Listed Building – Grade II
- Official name: Town Hall
- Designated: 16 December 2009
- Reference no.: 1393610

= Letchworth Town Hall =

Municipal building in Letchworth, Hertfordshire, England

Letchworth Town Hall is a municipal building in Broadway, Letchworth, Hertfordshire, England. The town hall, which was the headquarters of Letchworth Urban District Council, is a Grade II listed building.

==History==
Letchworth was developed in the early 20th century based on the ideas of the social reformer, Ebenezer Howard, and the master-planners, Richard Barry Parker and Raymond Unwin, around a boulevard known as Broadway, which formed the diagonal southwest-northeast axis of the proposed garden city. After significant population growth, in part associated with arrival of the Spirella Corset Company in the town, the area became an urban district in 1919. In this context civic leaders decided to procure a town hall: the site they selected was open land on the east side of Broadway. At the same time they established Broadway Gardens, which was initially known as the Town Square.

The new building was designed by Robert Bennett and Wilson Bidwell in the Neo-Georgian style, built in red brick with stone dressings and completed in 1935. The design involved a symmetrical main frontage with eleven bays facing the northeast corner of the Town Square with the wing sections slightly projected forward; the central section of five bays, featured a doorway with a fanlight flanked by Corinthian order pilasters supporting an open pediment on with a cartouche in the tympanum. The wing sections featured prominent round headed windows with cast iron balconies on the first floor. There were sash windows on the first and second floors and, at roof level, there was a clock tower with a cupola and a weather vane. Internally, the principal room was the council chamber, which was panelled, on the second floor. An electro-mechanical clock was installed in the tower to commemorate the life of Councillor Charles Francis Ball, who had died in June 1933, and in whose memory the Ball Memorial Gardens were also established to the east of Norton Way South in 1936. The building was initially called the "Council House", but was renamed the "Town Hall" in 1960.
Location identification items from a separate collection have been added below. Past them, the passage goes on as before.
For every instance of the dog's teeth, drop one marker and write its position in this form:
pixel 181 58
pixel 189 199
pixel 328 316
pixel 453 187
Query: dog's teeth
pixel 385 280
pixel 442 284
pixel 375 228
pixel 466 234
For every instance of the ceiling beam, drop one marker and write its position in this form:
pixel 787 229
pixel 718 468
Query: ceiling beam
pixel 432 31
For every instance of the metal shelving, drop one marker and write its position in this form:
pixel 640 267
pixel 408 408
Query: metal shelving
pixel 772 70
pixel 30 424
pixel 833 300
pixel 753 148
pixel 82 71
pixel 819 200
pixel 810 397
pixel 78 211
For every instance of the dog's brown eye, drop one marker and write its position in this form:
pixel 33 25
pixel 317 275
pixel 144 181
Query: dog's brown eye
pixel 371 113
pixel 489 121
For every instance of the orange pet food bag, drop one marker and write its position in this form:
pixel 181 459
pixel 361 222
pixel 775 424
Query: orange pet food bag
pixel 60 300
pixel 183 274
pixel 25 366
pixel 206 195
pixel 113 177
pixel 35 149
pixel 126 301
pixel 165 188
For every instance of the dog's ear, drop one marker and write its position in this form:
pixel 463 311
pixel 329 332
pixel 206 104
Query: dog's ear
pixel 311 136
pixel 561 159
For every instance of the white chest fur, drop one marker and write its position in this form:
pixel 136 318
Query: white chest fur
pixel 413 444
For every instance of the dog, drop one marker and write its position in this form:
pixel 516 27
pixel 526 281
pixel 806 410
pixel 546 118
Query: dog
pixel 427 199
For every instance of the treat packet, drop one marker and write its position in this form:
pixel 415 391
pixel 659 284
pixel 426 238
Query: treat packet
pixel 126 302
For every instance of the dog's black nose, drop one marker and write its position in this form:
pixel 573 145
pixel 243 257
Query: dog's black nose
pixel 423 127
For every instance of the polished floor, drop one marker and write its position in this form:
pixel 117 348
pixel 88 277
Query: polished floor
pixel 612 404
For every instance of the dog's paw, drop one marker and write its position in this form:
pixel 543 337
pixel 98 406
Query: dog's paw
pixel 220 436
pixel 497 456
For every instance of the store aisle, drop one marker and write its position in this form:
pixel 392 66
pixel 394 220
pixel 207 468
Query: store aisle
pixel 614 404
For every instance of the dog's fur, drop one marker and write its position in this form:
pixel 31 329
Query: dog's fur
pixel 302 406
The building continued to serve as the headquarters of Letchworth Urban District Council until 1974 when that council was abolished on the formation of North Hertfordshire District Council, which, shortly after its creation, established its headquarters in a new office building nearby on Gernon Road. Letchworth Town Hall continued to be used as additional office space for the new council until 2007, when it fell vacant.

After an extensive programme of restoration works to a design by Scott Brownrigg, the building was re-opened as an administrative centre for North Hertfordshire College in 2013. The clock in the clock tower, which by then had become one of the few remaining electro-mechanical clocks not to be replaced by an electrically motorised device, was restored in summer 2017.